1. Introduction
In recent years, the world has faced increasing risks from climate change, with the frequency and impact of extreme weather events growing. According to a 2008 report by the Edison Electric Institute (EEI), 67% of power outages in the United States are weather-related, with the cost of service restoration exceeding $2.7 billion in 2005 [1]. China, one of the countries most severely affected by tropical cyclones, experiences an average of 7.2 typhoons landing on its southeastern coast each year. Additionally, regional ice disasters have been frequent, with over 1,000 ice-related disasters affecting power systems above 6 kV since the 1950s [2-3]. Extreme weather events have severely impacted agriculture, industry, and other sectors, causing significant economic losses.

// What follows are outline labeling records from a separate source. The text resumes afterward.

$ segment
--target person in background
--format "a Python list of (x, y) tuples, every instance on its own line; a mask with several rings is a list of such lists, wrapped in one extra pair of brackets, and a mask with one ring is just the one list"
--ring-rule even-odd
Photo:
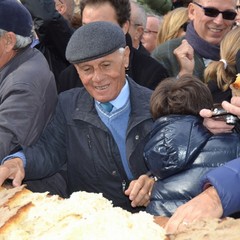
[(240, 26), (240, 0), (237, 0), (236, 11), (237, 11), (237, 17), (236, 17), (235, 24), (236, 26)]
[(142, 45), (143, 31), (146, 27), (147, 15), (143, 6), (133, 0), (131, 4), (131, 16), (128, 33), (132, 39), (132, 46), (144, 54), (149, 55), (148, 51)]
[(147, 5), (154, 13), (165, 15), (173, 8), (172, 0), (138, 0), (141, 4)]
[(54, 0), (56, 10), (68, 21), (72, 21), (75, 9), (74, 0)]
[(240, 156), (240, 135), (213, 135), (203, 125), (199, 112), (212, 109), (213, 99), (192, 75), (162, 81), (150, 104), (155, 123), (144, 157), (158, 181), (146, 211), (170, 217), (201, 192), (199, 181), (205, 173)]
[(142, 44), (151, 53), (157, 46), (157, 33), (163, 18), (153, 13), (147, 14), (146, 28), (142, 37)]
[(185, 35), (189, 22), (188, 9), (179, 7), (169, 11), (163, 17), (163, 22), (157, 34), (157, 46), (168, 40), (179, 38)]
[(152, 56), (169, 76), (194, 74), (203, 81), (205, 67), (220, 59), (220, 42), (234, 25), (236, 0), (195, 0), (188, 5), (188, 16), (185, 37), (159, 45)]
[(0, 158), (35, 143), (57, 103), (48, 63), (31, 48), (32, 29), (21, 3), (0, 1)]
[[(236, 55), (236, 69), (240, 73), (240, 50)], [(239, 117), (240, 97), (232, 97), (231, 102), (223, 101), (222, 107)], [(233, 126), (227, 125), (224, 121), (214, 120), (212, 112), (208, 109), (202, 109), (200, 115), (204, 118), (204, 125), (213, 134), (228, 133), (233, 130)], [(201, 218), (221, 218), (239, 213), (239, 176), (239, 158), (209, 171), (199, 183), (203, 192), (176, 210), (166, 225), (167, 232), (176, 232), (186, 227), (188, 223)]]
[(84, 88), (59, 95), (53, 120), (39, 141), (3, 161), (0, 185), (7, 178), (14, 186), (24, 177), (44, 179), (66, 164), (68, 194), (102, 193), (114, 206), (144, 210), (154, 183), (143, 159), (153, 124), (152, 91), (125, 74), (129, 48), (124, 32), (110, 22), (85, 24), (72, 35), (66, 57)]
[[(146, 54), (142, 54), (132, 47), (128, 34), (130, 21), (129, 0), (81, 0), (82, 24), (95, 21), (108, 21), (119, 25), (126, 36), (130, 48), (130, 63), (126, 73), (138, 84), (154, 89), (158, 83), (166, 78), (167, 71), (160, 63)], [(81, 80), (73, 65), (67, 67), (60, 77), (60, 91), (82, 86)]]
[(234, 28), (221, 41), (220, 60), (212, 61), (204, 71), (204, 80), (215, 103), (231, 100), (230, 84), (236, 79), (236, 55), (239, 48), (240, 28)]
[(70, 22), (74, 0), (24, 0), (23, 5), (34, 21), (39, 40), (35, 48), (47, 59), (59, 91), (59, 74), (69, 66), (65, 51), (74, 32)]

Studying the disaster-causing mechanisms of different extreme weather events on power systems, quantifying the disaster-causing factors, and accurately simulating extreme weather events are the foundations of researching the impact of extreme weather on power systems. Current research has made progress in assessing the impact of extreme weather on power grids. Some studies suggest quantifying the impact of extreme weather disasters on power grids by calculating the intensity of disaster-causing factors on power system components, enabling a multi-dimensional assessment of the grid [4]. With the increasing integration of renewable energy into the grid, system randomness has also increased, leading to larger prediction errors. Existing literature suggests several methods for power system reserve configuration, including deterministic methods, probabilistic methods, cost-benefit analysis methods (e.g., cost-benefit analysis), and stochastic optimization methods. These methods consider uncertainties in the power system while balancing economic efficiency and reliability [5-6]. This paper uses a literature review research method to analyze the impact of extreme weather events on power system components and summarize reserve capacity optimization.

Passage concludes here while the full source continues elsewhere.